Neun Monate nach der spektakulären Razzia in seiner Privatvilla könnten sich schon bald wieder alle Augen auf Klaus Zumwinkel, den ehemaligen Vorstandsvorsitzenden der Deutschen Post, richten. "Die Anklage ist eingereicht", bestätigte ein Sprecher des Landgerichts Bochum am Freitag. Die Staatsanwaltschaft will Zumwinkel wegen Steuerhinterziehung auf die Anklagebank bringen. Sie wirft ihm vor, mit Hilfe einer Stiftung bei der Liechtensteiner LGT-Bank (der Bank des Fürstenhauses) 1,2 Millionen Euro an Steuern hinterzogen zu haben. Das Landgericht entscheidet nun in einem Zwischenverfahren, ob es die Klage zulässt.
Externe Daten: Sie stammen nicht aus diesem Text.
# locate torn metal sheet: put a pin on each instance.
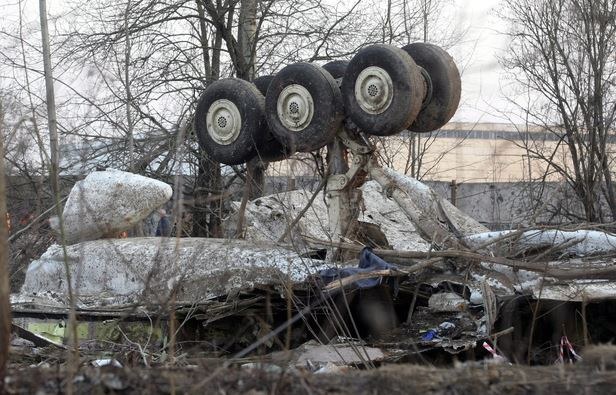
(267, 218)
(147, 270)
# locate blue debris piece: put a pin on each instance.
(368, 262)
(429, 335)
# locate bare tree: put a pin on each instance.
(5, 289)
(563, 53)
(51, 104)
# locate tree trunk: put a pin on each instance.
(5, 307)
(51, 107)
(247, 31)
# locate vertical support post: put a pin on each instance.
(338, 199)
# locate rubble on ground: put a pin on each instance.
(106, 203)
(445, 287)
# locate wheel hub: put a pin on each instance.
(374, 90)
(295, 107)
(224, 122)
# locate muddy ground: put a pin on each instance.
(210, 377)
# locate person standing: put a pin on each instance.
(164, 226)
Die im Fernsehen übertragenen Bilder, wie die Fahnder kistenweise Material aus Zumwinkels Villa tragen und den damaligen Post-Chef selbst auch noch abführen, haben im Februar Deutschland geschockt. Der in Managerkreisen wenig schillernde und zurückhaltende Zumwinkel war der prominenteste Name auf einer DVD, die die deutsche Regierung mit Hilfe des Bundesnachrichtendienstes (BND) von einem ehemaligen Mitarbeiter der Bank erworben hatte. Zumwinkel selbst kam gegen eine Kaution von vier Millionen Euro frei. Er musste in der Folge der Affäre nicht nur seinen Chef-Posten bei der Post an Frank Appel abgeben, er legte auch den Aufsichtsratsvorsitz bei der Deutschen Telekom nieder. Beim Handels- und Tourismuskonzern Arcandor sitzt er hingegen noch im Aufsichtsrat.

Welle von Selbstanzeigen

Die DVD brachte aber auch noch die Steuergeheimnisse vieler anderer betuchter Bundesbürger ans Licht. In den kommenden Jahren stehen den Bochumer Verfolgern rund 800 Verfahren bevor. So manchen Steuersünder packte nach Auftauchen der Datei aus der Bank die Panik, eine Welle an Selbstanzeigen rollte an. Mehr als 300 deutsche Kunden der LGT-Bank meldeten sich bei den Behörden, insgesamt wurden bereits mehr als 150 Millionen Euro an Steuern nachbezahlt. Bis heute ist das Verhältnis zwischen Deutschland und Liechtenstein schwer belastet. Berlin wirft Vaduz vor, Beihilfe zur Steuerhinterziehung zu leisten.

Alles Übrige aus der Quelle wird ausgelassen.